And the fates have their way with the match-up everyone figured was coming and the Ravens claim to have been cheering for in retrospect. Believe me, there's nothing more the Steelers want than to quell the homefield demons with silencing all the Ravens who carped for weeks about Walt Coleman.
Most Steelers fans, myself included, aren't entirely convinced the offensive line magically turned a corner last week against the Chargers. FWP went for over 100 in the first game against San Diego and it seemed just as likely he would do it again. Granted, the line allowed three fewer sacks the second time around, but I'm not ready to pronounce them a satisfactory unit just yet. What would really help - what helped last week to get the offense going better than fake punts, what helped to get the first TD against the Ravens in Week 4 in Heinz - is the no-huddle. I figure with it taking Arians 17 weeks to embrace the I-formation, looking at multiple no-huddle drives in a playoff game may be a bit of a stretch, but if they go to it and build a lead, they can bury the rookie early.

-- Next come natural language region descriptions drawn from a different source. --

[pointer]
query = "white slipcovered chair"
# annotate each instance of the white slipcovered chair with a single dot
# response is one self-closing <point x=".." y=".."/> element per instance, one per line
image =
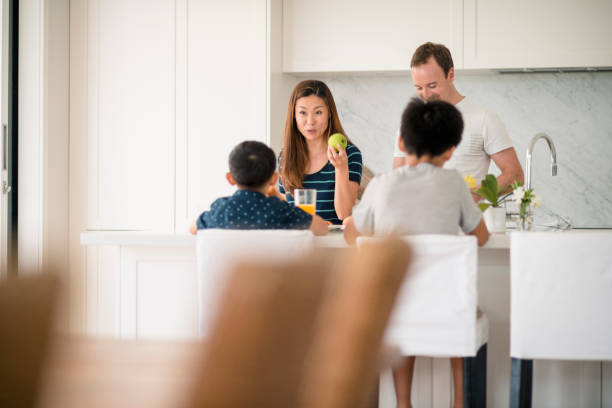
<point x="560" y="302"/>
<point x="219" y="250"/>
<point x="435" y="312"/>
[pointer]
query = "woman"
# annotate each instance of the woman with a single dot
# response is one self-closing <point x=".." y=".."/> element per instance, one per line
<point x="306" y="160"/>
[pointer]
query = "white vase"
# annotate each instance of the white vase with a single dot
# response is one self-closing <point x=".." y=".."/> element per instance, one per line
<point x="495" y="219"/>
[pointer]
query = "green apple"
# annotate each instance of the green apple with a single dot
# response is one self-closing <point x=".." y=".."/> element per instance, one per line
<point x="337" y="139"/>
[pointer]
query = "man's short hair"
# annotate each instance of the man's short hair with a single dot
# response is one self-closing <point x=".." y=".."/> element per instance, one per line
<point x="252" y="164"/>
<point x="430" y="128"/>
<point x="440" y="53"/>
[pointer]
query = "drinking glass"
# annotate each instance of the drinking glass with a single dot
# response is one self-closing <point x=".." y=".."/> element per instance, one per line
<point x="306" y="199"/>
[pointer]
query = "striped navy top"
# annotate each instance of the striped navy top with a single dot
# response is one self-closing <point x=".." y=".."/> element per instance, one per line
<point x="324" y="181"/>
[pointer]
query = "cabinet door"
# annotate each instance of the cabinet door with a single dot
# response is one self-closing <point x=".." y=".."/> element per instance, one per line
<point x="362" y="35"/>
<point x="131" y="111"/>
<point x="222" y="87"/>
<point x="537" y="34"/>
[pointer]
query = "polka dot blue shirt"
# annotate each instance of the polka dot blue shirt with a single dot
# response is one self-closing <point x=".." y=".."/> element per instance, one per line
<point x="248" y="209"/>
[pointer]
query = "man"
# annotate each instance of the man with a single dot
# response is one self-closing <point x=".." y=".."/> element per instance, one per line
<point x="484" y="136"/>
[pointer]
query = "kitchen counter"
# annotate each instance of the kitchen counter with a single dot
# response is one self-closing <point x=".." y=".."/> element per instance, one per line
<point x="333" y="239"/>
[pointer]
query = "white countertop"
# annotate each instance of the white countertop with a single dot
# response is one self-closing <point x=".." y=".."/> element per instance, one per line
<point x="334" y="239"/>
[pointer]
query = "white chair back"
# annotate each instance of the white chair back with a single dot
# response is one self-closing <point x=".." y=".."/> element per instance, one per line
<point x="435" y="313"/>
<point x="561" y="295"/>
<point x="219" y="250"/>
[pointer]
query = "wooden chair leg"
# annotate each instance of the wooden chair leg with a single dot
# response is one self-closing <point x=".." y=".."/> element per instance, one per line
<point x="521" y="383"/>
<point x="475" y="379"/>
<point x="375" y="393"/>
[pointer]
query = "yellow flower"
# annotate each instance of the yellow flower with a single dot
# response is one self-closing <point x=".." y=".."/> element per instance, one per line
<point x="470" y="181"/>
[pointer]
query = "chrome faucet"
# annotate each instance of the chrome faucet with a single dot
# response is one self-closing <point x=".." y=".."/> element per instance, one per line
<point x="553" y="157"/>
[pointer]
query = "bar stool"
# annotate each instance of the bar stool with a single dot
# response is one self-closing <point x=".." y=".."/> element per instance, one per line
<point x="560" y="302"/>
<point x="219" y="250"/>
<point x="435" y="313"/>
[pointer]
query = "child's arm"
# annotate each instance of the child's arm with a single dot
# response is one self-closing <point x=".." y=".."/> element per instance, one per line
<point x="350" y="232"/>
<point x="481" y="233"/>
<point x="318" y="225"/>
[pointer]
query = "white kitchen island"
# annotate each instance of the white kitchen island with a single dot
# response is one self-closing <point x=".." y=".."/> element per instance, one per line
<point x="144" y="285"/>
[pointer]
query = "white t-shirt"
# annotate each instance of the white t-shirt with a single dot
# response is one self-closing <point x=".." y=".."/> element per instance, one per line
<point x="483" y="135"/>
<point x="424" y="199"/>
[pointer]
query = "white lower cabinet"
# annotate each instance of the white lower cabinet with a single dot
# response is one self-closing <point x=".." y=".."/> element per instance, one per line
<point x="145" y="287"/>
<point x="143" y="292"/>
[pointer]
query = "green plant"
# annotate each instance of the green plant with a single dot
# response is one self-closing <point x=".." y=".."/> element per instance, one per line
<point x="490" y="191"/>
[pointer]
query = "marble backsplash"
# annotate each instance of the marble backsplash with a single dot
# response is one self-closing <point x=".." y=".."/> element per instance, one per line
<point x="574" y="109"/>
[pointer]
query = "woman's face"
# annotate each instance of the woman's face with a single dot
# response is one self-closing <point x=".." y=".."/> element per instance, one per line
<point x="311" y="117"/>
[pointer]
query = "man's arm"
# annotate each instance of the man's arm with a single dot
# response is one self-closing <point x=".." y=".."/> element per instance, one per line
<point x="511" y="170"/>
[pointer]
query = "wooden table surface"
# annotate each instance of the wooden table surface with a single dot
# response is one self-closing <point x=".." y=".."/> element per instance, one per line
<point x="113" y="373"/>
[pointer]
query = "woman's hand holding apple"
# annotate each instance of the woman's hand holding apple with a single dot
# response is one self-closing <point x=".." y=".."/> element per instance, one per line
<point x="338" y="158"/>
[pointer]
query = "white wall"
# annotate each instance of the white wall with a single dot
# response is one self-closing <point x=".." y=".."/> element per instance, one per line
<point x="43" y="135"/>
<point x="160" y="92"/>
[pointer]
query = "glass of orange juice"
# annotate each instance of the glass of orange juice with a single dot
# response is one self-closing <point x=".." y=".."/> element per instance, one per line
<point x="306" y="199"/>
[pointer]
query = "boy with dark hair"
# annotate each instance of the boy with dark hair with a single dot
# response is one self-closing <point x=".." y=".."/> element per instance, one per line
<point x="253" y="170"/>
<point x="421" y="198"/>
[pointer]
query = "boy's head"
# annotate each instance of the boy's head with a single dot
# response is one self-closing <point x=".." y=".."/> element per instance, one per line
<point x="252" y="164"/>
<point x="430" y="128"/>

Obviously, the run won't come easy, no matter how good it looked last week. Willie Parker's career high against the Ravens is 63 yards. He missed the first game at home, when the Steelers had to try to run half the game with Carey Davis and still won. Remember that Rashard Mendenhall was breaking off some nice runs until the Ravens pulled a Chris Johnson on him (or maybe they pulled a Rashard Mendenhall on Chris Johnson?). That said, if Willie peels off something in the range of 70-80 yards, we're looking at a good day.
As always in these contests, the key is turnovers. The Steelers conceded momentum in the first contest early when Ben had the ball slip out of his hand on the interception to Ngata and got it back with the strip-sack for a touchdown. In the second contest, the Ravens got an easy score of Santonio's fumble near our own end and the Steelers kept themselves alive by causing Flacco to fumble the ball out of field goal range on the Ravens' final drive.
The Ravens strategy with protecting Flacco has been a steady diet of dump passes followed by the occasional play-action chuck down the field to keep defenses from crowding the line, while hoping for a lucky snag or drawing a penalty. Flacco hasn't played all that well in the playoffs, but he has a big arm. The severity of Troy's injury is a concern here. If he's completely healthy, he can continue to play near the line and give Joe Brow a lot of deceptive looks. If not, he'll be playing deep the entire time and I'm sure the Ravens may take a shot or two deep against him. McClain being hampered and Ray Rice appearing to be MIA does them no favors in the running game. A big dose of McGahee seems like a pretty ideal scenario for the defense.
I'm sure Ravens fans are hoping for a make-up call for the goal line Santonio call, but they used up all their bad officating karma last week in Tennessee. Maybe the refs will even calls a hold when they get silverback in a headlock coming off the edge. Not that they did last week.
Bart Scott is making more promises of retribution he won't live up to. With Terrell Suggs possibly out, that means the Ravens have to employ a three-man shift to replace him. Does that mean they also have to split any bounties three ways? I'd prefer that Suggs play. The less Ravens fans have to whine about if their team losses, the better (And they'll take anything). Not that it matters. Hines has his battle hat on. He's ready for all comers.
Get a decent lead on the rookie and it's time to tee off. Joe Flacco can be unflappable when he doesn't have to make plays. It's incumbent on the Steelers offense not to surrender a lead with mistakes, because the Ratbirds can't take it otherwise.